A bit of a discussion is under way (again) about an alternative to the Democrats. Seth Ackerman has written an article “A Blueprint for a New Party”, for example. His “blueprint” is to focus on the unions – which really means on the union leadership in this case, and to work through the Democratic Party. John Leslie of Phillyworkersvoice has written a reply, talking about “the party we need”.
We should start by considering the method.
It’s not a matter of what “we need” or want. Nor is it possible to draw up a blueprint, especially not in this country in this period. Rather, it’s a matter of how things are likely to develop – not in detail, nor in certainties, but the general process. It is also not a matter of a party of “the left”, but a class question. Writing over 100 years ago, Frederick Engels commented: “The first great step of importance for every country newly entering into the movement is always the organization of the workers as an independent political party, no matter how, so long as it is a distinct workers’ party.”
Working Class Mass Political Party
All political parties are based on one class or another. The Republicans and
the Democrats (as well as the Libertarians) are based on the owners of capital, the capitalist class. There has never been a case in history of a capitalist party being transformed into a working class party, and the Democrats will not be so transformed. The question is how, under what conditions and through what sort of process, will the US working class organize into its own party. Again, not what we want, but what is the most likely general process.
Both Ackerman and Leslie focus a lot on the role of the unions. That makes sense, since even in their greatly weakened state, they remain the only mass organizations of the working class. But what they don’t deal with is the present situation within the unions. The entire union leadership is dedicated to the proposition that for the unions to survive, the members must assure their employers that they, the employers, will be able to compete with the non-union employers, that they will make steady and sufficient profits. (See this article, for a clearer view.) This has direct, concrete consequences. It means granting concessions after concessions and refusing to fight for the members in the daily struggles in the work place. And the result for the members? Demoralization and alienation from the union.
No campaign for the unions to build a wider movement and a political party can succeed without the participation of a mass of the members. But this means that no such campaign can succeed unless it is directly linked to a campaign to transform the unions, to make them the fighting organizations that so many workers struggled and sacrificed for in the first place.
And there’s the rub. Such a struggle has to involve organizing opposition caucuses within the unions. But that is often a bitter and lonely struggle, and given the repression and demoralizing role of the leadership as well as the alienation most members feel from their union, it’s been nearly impossible for such oppositions to make a real breakthrough. (It has happened occasionally, such as in the 1999 Bay Area carpenters wildcat strike. But these have been the exception, not the rule.)
This situation cannot last forever. It won’t last forever. But how is it likely to change?
Broader Social Movements
Broader social movements give a hint. During the “general strike” of Occupy Oakland, a few union members came down looking for a way to link up that movement with their dissatisfaction with their own union leadership.

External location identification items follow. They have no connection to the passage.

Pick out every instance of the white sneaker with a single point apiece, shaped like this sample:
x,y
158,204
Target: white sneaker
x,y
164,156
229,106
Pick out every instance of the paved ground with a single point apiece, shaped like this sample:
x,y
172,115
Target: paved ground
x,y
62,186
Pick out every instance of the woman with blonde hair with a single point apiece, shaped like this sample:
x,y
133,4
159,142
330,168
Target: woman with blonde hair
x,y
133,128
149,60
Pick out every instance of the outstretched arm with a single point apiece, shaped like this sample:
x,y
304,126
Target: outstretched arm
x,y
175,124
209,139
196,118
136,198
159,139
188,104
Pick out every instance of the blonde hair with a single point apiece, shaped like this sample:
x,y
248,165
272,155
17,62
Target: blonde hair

It was similar in the first week of the protests in Ferguson, where some union members got involved. So, the question is how can a broader social movement develop and what are its possible links to the rise of a mass workers’ party?
It seems almost certain that January 20 will mark the start of a new stage in the movement, with more than just the “usual suspects” involved in widespread and persistent struggles against the attacks of the Trump administration. There will be strong efforts to channel this movement into the waiting clutches of the liberal establishment and the Democratic Party, but this will not entirely succeed. Most likely, most of the organizing will start out at the local level, but as a movement develops, it’s hard to see how there won’t be a tendency to come together at the national level – to coordinate as well as draw some conclusions at that level. Wouldn’t this tend to become some sort of national coalition or national organization of some sort?
At the same time, isn’t it likely that wider layers of working class people will tend to get involved, meaning that the working class will tend to stamp its imprint on this movement? And as this movement develops, then and maybe only then will we see a tendency for rank and file union members to organize and rise up to make their unions into the fighting organizations that they were meant to be in the first place.
If that is so, then what will tend to develop is a body, a coalition, whose role is to guide and coordinate – and draw conclusions from – a movement that is increasingly based on the working class. And what is that but the beginnings of a mass workers party?
Put another way, there is a tendency to think of the development of a workers party in the US as being through running candidates for office. But given all the traditions of the struggle in the US – a struggle that has always tended to focus first on the mobilizations in the streets, communities and work places – why should we think that a workers’ party will develop first through elections?
Of course, the issue of elections will be a litmus test. Some – including those close to the nonprofits, the union leadership and other Democratic Party supporters – will argue against this movement/organization-in-the-making running its own candidates. (Ironically, the anarchists will join forces with these liberals.) Some of them will argue for abstaining from elections, while others will argue for supporting the next Bernie Sanders. But abstention will not be an option; the alternatives will be either supporting the Democrats or running our own candidates. That will be a harsh test for this movement in the making. Maybe it will start with running candidates at the local level, where the movement will have a better chance to actually make an impact. But run its own candidates, this movement must do.